Solid state NMR, calorimetry, and density functional theory (DPT) all provide a consistent interpretation of the acidity of the solid acid catalyst (SG)(n)AlCl2 which is prepared by reacting aluminum chloride with conditioned silica gel. These studies firmly establish that the acid sites are Bronsted in nature and that their strength is significantly greater than those in zeolites. Proton NMR results, including experiments exploiting H-1-Al-27 dipolar couplings, demonstrate that the Bronsted acid sites have an isotropic H-1 chemical shift of 5.7 ppm and a concentration of 0.58 mmol/g. The strongest sites on this solid acid, present at 0.03 mmol/g, have -Delta H-av, values of 52 kcal/mol for reaction with pyridine.

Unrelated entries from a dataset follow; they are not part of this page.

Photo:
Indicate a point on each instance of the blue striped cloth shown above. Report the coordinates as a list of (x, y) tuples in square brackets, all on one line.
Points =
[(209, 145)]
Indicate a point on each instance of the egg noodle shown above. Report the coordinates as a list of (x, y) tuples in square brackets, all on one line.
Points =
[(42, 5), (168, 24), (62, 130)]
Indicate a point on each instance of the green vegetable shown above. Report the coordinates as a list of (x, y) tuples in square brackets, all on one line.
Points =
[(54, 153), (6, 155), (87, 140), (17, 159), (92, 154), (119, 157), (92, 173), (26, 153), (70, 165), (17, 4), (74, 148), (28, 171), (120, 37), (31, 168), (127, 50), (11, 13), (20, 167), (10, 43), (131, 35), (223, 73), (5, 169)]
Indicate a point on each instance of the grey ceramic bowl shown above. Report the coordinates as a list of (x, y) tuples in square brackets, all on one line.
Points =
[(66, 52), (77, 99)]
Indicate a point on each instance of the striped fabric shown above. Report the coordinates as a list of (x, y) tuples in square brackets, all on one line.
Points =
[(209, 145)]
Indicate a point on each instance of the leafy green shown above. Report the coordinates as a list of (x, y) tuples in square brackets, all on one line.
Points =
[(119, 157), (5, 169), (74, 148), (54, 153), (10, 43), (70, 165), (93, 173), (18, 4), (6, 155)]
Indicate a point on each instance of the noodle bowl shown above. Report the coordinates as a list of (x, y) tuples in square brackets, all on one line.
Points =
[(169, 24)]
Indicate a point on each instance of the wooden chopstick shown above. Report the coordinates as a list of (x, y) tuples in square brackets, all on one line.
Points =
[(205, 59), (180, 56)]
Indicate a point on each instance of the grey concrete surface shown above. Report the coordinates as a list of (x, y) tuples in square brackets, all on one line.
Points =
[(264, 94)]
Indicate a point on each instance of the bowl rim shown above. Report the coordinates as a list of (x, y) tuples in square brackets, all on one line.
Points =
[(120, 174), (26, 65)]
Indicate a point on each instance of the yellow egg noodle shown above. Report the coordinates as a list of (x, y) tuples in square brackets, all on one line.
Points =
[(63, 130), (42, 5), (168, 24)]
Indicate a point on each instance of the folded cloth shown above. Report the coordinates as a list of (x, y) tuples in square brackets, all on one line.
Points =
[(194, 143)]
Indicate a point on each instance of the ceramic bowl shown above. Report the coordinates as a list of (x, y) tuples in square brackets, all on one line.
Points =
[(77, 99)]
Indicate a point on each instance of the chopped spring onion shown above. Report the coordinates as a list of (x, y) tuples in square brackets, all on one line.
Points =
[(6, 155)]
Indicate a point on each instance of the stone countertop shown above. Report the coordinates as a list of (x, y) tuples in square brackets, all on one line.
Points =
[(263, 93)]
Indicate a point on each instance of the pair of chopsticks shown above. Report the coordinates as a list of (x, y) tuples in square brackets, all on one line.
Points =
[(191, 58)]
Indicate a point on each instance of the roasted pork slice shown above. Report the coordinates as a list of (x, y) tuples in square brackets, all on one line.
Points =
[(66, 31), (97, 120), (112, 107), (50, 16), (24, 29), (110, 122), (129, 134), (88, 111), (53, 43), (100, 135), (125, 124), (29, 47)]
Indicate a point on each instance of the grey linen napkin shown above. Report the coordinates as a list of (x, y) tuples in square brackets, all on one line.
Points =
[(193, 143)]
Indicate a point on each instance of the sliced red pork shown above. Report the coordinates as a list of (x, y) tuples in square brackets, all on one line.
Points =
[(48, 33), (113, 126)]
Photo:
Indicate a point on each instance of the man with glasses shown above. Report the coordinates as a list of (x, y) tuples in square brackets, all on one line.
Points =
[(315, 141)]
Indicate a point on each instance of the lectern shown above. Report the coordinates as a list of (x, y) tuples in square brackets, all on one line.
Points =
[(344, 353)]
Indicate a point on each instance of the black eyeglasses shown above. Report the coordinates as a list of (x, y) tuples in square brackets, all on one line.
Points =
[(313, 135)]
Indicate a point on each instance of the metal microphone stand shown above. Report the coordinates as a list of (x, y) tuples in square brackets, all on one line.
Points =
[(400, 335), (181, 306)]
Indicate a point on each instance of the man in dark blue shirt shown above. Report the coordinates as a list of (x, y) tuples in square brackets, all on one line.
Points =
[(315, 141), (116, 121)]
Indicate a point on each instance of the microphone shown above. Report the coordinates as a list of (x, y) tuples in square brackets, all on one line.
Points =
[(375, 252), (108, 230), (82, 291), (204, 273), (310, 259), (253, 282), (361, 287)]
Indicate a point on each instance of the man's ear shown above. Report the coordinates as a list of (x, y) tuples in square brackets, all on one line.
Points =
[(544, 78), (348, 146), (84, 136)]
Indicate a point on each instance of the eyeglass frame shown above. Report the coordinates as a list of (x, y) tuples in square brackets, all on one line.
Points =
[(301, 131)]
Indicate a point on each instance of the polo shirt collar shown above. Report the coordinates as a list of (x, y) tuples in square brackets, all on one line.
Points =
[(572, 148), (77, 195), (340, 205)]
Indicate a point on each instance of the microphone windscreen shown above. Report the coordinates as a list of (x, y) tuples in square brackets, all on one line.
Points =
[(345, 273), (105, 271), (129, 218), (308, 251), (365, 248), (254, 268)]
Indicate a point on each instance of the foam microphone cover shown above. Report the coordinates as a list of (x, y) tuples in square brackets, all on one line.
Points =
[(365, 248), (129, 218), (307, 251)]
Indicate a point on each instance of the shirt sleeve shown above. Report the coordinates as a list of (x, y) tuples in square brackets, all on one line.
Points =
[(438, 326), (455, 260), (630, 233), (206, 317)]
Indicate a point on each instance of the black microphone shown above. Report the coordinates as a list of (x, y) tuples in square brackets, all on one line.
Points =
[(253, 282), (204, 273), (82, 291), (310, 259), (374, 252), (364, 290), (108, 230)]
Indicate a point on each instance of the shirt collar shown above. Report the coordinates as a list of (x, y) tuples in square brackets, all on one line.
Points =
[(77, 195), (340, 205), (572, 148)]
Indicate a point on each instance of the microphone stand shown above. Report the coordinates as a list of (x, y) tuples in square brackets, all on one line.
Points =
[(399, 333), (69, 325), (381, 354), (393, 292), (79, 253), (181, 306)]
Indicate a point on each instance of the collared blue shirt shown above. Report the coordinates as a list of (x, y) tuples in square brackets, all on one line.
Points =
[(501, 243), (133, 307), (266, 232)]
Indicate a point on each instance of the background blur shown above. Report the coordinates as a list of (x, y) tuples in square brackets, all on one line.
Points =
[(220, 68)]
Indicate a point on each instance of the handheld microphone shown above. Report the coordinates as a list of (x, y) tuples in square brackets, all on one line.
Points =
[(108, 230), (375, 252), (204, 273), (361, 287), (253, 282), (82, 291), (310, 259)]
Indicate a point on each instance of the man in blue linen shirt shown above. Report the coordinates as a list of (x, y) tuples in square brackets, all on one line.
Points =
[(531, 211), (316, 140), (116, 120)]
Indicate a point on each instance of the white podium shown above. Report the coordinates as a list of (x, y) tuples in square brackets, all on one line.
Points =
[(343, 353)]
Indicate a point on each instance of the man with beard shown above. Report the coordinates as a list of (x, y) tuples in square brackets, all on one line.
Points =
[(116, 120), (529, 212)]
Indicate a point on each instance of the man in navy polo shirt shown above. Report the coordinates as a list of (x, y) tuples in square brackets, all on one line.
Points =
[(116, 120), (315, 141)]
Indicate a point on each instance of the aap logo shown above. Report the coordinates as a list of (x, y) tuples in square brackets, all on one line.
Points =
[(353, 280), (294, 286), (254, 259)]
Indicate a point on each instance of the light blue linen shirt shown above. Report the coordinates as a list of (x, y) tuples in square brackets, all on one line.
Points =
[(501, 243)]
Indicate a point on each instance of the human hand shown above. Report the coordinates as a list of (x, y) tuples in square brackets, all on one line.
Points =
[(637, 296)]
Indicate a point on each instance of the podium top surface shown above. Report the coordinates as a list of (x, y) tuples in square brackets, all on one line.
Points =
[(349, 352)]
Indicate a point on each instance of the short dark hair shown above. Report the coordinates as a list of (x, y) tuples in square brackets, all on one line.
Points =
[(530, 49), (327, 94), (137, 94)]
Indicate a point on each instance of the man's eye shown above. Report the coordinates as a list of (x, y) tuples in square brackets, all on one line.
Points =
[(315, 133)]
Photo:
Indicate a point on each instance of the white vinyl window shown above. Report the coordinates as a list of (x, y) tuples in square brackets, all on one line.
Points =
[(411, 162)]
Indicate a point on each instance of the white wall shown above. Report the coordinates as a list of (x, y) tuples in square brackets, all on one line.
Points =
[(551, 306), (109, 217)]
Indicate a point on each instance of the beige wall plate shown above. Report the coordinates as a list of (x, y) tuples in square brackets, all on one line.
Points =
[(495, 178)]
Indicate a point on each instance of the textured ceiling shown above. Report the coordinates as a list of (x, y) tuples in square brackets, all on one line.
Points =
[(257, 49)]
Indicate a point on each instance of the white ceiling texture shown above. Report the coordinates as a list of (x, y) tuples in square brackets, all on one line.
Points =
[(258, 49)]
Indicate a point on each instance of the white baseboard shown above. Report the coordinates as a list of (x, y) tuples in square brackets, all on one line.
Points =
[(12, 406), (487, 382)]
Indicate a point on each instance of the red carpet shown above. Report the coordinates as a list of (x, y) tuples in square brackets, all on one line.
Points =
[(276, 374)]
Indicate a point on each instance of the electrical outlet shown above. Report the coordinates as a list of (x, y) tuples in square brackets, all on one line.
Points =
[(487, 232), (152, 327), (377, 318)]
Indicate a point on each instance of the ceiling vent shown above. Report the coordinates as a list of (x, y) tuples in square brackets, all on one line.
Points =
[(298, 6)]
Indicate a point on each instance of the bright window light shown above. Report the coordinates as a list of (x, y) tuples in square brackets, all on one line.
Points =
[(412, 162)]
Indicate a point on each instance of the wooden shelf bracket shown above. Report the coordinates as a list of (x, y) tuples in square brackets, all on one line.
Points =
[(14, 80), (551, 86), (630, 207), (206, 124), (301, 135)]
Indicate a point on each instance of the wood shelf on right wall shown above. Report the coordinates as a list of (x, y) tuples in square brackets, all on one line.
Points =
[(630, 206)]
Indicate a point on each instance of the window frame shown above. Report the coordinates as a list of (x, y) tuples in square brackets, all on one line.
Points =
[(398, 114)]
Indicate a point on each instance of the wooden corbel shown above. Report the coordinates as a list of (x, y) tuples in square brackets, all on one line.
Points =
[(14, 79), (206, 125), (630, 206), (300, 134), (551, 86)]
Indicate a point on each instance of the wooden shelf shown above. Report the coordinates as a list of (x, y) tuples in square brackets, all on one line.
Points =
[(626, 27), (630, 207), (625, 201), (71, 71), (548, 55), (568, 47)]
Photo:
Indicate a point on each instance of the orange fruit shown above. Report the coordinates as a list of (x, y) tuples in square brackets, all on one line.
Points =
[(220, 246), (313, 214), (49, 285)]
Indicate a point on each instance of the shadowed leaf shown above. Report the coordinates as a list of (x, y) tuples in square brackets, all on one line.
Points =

A value of 44 kcal/mol is maintained for incremental addition of pyridine up to 0.1 mmol/g. In comparison, -Delta H-av for the strongest sites in zeolite HZSM-5 is only 42 kcal/mol. N-15 magic angle spinning (MAS) NMR studies of adsorbed pyridine and P-31 MAS NMR of trimethylphosphine confirm the Bronsted nature of these acid sites. The C-13 isotropic chemical shift of acetone-2-C-13 on (SG)(n)AlCl2 (245 ppm) is identical to that measured in 100% H2SO4. C-13 in situ NMR studies of ethylene and propene oligomerization show that the activity of (SG)(n)AlCl2 is far greater than that of zeolites. Cyclopentenyl carbenium ions are formed in significant yields in those reactions as well as during skeletal isomerization and cracking of cyclohexane at 433 K on (SG)(n)AlCl2. Local DFT calculations at the SVWN/DZVP2 level were used to provide predictions of the structure and energetics of the catalyst. The acidity (defined as the deprotonation energy corrected for zero-point and thermal contributions) obtained from these calculations ranges from 275.5 to 293.4 kcal/mol. Two of the three (SG)(n)AlCl2 models considered are more strongly acidic than a HZSM-5 cluster model treated at the same level of theory. The aggregate evidence from this study strongly supports classification of (SG)(n)AlCl2 as a catalyst with a Bronsted acid strength on the threshold of superacidity.